Centre Presse – vendredi 10 mai 2019
Une nouvelle troupe prend son envol à la salle du Chariot
Papillons est une émanation de la compagnie Cap Nanas qui poursuit sa route sur Arvieu et les environs depuis une quinzaine d’années. Didier Larnaudie à l’écriture et Myriam Gauthier à la mise en scène, assistée de Pierre Dubois, prennent aussi part au projet de la troupe Papillons.
« Nous avions envie de changer de registre pour ne pas faire seulement de la comédie tout en prenant le nom de Papillons pour garder de la légèreté. C’est un challenge. Nous avions envie d’explorer les sentiments », explique Jean-François Richard, l’un des comédiens de ce nouveau projet avec Lolo et Caro.
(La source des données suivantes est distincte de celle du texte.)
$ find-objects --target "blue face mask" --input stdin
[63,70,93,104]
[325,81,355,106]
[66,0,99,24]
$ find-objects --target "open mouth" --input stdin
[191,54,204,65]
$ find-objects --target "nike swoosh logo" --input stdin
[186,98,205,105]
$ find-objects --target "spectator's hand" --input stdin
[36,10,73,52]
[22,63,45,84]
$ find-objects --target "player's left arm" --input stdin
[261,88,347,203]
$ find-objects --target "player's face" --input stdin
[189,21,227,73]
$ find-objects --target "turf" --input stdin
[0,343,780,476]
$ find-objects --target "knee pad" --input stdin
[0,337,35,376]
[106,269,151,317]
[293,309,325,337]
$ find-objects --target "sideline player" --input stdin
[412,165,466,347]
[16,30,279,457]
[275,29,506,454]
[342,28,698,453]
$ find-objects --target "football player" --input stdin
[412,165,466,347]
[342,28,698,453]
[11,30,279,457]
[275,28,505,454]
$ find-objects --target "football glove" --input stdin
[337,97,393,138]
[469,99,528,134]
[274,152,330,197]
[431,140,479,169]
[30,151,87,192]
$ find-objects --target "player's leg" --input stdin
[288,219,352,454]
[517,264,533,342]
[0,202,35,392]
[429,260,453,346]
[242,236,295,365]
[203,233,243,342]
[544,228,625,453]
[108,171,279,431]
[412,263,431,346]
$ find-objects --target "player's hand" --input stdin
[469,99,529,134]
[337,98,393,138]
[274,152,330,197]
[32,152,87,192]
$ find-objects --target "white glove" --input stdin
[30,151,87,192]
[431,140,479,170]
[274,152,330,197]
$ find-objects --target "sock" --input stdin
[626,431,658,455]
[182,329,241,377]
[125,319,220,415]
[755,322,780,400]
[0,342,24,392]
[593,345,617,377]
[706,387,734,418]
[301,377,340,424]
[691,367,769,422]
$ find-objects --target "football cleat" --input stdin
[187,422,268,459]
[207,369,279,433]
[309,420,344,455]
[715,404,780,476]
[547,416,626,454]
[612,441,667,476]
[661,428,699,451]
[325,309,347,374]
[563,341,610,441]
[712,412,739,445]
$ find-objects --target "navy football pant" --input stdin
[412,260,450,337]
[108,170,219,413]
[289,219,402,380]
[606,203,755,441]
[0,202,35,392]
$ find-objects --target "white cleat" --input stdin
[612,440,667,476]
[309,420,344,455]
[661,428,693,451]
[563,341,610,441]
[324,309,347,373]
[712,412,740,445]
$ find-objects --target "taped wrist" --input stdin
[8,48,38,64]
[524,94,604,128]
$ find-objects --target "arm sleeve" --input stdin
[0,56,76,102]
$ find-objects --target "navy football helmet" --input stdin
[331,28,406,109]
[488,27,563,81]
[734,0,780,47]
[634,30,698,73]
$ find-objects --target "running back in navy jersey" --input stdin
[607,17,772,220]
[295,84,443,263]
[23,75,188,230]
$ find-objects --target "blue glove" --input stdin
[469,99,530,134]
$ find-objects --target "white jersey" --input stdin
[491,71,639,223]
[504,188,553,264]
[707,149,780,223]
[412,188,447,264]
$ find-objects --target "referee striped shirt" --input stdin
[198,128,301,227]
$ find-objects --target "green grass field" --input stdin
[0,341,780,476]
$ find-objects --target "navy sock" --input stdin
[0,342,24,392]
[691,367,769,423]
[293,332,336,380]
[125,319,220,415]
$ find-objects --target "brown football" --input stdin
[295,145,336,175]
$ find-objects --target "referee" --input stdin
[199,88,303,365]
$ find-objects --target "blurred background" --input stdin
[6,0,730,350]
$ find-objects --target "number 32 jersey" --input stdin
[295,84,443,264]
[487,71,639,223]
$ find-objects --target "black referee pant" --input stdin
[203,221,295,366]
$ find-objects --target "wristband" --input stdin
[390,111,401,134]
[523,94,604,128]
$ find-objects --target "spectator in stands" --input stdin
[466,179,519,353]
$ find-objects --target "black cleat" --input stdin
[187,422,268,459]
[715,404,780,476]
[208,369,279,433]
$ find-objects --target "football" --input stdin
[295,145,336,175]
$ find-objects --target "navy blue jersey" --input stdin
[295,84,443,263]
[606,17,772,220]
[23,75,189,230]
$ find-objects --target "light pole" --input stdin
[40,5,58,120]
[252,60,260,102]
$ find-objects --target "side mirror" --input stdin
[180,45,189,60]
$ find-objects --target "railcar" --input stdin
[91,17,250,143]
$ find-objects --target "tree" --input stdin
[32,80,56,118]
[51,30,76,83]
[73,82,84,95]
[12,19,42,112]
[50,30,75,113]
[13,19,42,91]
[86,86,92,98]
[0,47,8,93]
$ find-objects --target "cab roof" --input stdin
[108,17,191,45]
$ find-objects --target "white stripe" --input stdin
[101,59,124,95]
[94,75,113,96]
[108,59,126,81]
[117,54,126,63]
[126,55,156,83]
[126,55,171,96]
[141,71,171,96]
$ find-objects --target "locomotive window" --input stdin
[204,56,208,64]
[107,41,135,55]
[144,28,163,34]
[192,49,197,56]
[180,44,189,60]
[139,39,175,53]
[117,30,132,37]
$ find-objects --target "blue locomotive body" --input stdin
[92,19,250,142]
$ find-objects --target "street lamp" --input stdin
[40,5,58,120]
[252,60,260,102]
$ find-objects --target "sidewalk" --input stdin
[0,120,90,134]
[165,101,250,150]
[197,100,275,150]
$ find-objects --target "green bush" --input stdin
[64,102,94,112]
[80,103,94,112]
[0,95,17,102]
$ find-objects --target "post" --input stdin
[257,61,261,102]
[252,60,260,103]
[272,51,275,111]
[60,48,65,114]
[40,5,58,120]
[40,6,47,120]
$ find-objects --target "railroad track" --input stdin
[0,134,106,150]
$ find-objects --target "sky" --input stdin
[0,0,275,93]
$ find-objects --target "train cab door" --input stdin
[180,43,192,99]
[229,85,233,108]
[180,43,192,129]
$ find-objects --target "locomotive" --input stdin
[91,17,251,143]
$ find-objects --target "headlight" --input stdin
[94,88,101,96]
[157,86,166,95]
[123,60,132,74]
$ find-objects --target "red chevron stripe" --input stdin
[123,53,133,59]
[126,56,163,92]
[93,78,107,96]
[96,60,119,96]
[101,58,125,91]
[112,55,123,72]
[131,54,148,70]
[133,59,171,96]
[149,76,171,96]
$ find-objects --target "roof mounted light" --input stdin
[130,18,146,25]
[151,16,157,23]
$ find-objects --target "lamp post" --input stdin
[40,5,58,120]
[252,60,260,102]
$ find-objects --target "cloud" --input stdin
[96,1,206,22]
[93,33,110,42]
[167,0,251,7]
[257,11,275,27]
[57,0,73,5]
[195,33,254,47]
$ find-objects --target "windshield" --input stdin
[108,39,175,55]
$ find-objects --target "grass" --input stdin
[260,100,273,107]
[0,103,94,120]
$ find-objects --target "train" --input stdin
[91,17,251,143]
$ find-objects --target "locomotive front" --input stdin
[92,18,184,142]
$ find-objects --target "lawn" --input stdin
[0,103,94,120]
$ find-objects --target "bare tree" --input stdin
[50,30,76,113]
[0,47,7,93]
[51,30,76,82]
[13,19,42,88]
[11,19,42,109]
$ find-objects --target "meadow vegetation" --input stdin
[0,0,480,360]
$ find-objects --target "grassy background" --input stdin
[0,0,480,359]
Cette première pièce La vie va sera jouée les 10 et 11 mai à partir de 21 heures à la salle des Comédiens au Chariot.
« Ce sont quatre personnes qui vont se reconstruire », résume Jean-François Richard.
Une histoire, ou plutôt des histoires, où une rencontre suffit à bouleverser la vie. « Un SDF rugueux et bienveillant, un paumé des beaux quartiers redécouvrant la vie, une gardienne de parc gouailleuse et rêveuse, une belle des bois endormie, tous se rencontrent, bouleversent leurs vies. Les rires succèdent aux larmes et les moqueries ne sont que des préludes à la bienveillance. Des rencontres qui laissent un goût amer ou au contraire d’autres qui subliment, la vie quoi. » Tel est le speech qui parle à tout le monde. D’où l’intérêt de venir découvrir cette pièce. Et de soutenir ces comédiens amateurs qui osent s’engager sur scène, donc dans la vie ! « Au départ, il y avait l’envie de bouger le territoire, d’où Caplongue, Cap Mômes… C’est bien de faire venir des artistes, d’amener la culture en milieu rural mais c’est aussi bien d’être capable d’y entrer dedans. Cela donne encore plus de sens à ce que l’on fait », conclut Jean-François Richard. Faire par soi-même, être acteur (de la vie) en somme. Un acte militant indispensable comme l’est la culture.